Dimension reduction of embeddings before clustering

Question

Dimension reduction of embeddings before clustering

Closed this issue a year ago · 2 comments

elliottash commented 2 years ago

We are experimenting with using PCA and UMAP to dimension-reduce the entity embeddings before clustering.

Running full PCA on the whole set of entities could be computationally intensive. Two solutions:

incremental PCA including all duplicates
limit to unique entity strings but use weighted PCA (https://github.com/jakevdp/wpca)

for UMAP, probably have to use the whole dataset, or run it on a sample and assign to full dataset.

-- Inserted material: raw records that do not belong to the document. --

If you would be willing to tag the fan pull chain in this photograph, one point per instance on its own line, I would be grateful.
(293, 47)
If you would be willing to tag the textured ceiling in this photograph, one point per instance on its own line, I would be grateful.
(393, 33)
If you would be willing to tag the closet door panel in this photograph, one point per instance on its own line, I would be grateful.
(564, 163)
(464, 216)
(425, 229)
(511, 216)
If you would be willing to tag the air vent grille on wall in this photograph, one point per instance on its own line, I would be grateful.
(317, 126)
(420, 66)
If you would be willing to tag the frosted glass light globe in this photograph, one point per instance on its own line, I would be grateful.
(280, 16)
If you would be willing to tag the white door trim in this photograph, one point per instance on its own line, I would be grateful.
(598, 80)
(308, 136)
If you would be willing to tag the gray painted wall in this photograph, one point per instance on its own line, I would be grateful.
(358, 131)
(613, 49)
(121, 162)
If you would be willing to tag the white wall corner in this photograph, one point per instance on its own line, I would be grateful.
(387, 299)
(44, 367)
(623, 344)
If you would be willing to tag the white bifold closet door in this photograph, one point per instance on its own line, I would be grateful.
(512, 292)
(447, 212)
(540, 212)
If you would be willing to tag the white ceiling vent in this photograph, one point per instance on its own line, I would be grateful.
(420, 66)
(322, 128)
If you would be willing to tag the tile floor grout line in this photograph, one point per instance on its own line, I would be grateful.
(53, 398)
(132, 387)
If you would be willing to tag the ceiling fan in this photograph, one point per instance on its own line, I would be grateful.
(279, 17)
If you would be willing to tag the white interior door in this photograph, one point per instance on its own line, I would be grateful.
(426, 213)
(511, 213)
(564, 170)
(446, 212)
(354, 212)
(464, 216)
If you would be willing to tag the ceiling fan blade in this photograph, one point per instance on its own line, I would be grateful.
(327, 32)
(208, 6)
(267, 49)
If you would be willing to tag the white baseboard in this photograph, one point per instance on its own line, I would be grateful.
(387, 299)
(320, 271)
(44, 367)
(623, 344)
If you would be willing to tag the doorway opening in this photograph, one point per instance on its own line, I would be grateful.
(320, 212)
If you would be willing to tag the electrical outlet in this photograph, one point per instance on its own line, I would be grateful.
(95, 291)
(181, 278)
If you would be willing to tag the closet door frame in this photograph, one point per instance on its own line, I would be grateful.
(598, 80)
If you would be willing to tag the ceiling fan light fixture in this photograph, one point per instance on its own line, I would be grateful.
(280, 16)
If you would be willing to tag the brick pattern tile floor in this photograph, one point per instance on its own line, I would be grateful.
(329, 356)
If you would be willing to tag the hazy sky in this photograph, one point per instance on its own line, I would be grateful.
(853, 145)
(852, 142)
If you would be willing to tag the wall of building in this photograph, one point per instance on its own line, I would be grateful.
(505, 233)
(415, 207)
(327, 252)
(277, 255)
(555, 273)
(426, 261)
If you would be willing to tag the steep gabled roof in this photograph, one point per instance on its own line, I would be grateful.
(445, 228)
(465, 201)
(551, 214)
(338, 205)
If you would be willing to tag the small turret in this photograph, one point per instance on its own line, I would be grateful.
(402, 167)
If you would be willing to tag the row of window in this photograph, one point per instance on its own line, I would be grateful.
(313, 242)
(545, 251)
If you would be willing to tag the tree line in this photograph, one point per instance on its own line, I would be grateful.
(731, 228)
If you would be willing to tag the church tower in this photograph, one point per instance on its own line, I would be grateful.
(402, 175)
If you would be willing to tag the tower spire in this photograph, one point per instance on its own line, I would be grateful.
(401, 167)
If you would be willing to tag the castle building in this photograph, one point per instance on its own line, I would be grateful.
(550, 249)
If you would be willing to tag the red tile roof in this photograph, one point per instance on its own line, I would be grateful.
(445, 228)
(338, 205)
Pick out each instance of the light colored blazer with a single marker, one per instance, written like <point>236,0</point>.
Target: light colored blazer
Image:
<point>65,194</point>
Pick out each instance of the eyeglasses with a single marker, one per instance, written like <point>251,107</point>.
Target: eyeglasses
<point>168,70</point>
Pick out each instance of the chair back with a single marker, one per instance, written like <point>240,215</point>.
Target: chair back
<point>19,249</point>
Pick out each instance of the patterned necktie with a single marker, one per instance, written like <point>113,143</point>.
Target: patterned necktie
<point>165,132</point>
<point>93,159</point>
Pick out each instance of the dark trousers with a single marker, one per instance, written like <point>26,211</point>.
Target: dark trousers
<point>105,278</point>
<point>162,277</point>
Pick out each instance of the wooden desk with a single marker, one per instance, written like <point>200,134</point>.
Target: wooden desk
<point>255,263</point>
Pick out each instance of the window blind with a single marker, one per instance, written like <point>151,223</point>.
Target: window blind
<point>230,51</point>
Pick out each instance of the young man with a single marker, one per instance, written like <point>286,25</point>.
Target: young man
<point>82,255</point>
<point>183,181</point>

Answer 1 · 2022-07-11T12:03:57.000Z

The fit() method is separate from the predict() method in NarrativeModel(), so one can always fit a model on a sample and predict out-of-sample.

If the sample is based on millions of sentences, then the dimension reduction algorithms (PCA, UMAP, and the cluster model) will likely be computationally too intensive with the default settings.

However, the user can specify pca_args and umap_args to reduce the computational burden. For example, sklearn.decomposition.PCA has an argument svd_solver, and some solvers are stochastic and can handle larger datasets.

Of course, KMeans and HDBSCAN could still be bottlenecks. One option would be to also provide Mini-batch KMeans as a clustering model of last resort.

PS: For now, my impression is that users have relatively small datasets (in the tens to hundreds of thousands of sentences).

Answer 2 · 2023-04-21T12:49:46.000Z

Done in relatio v0.3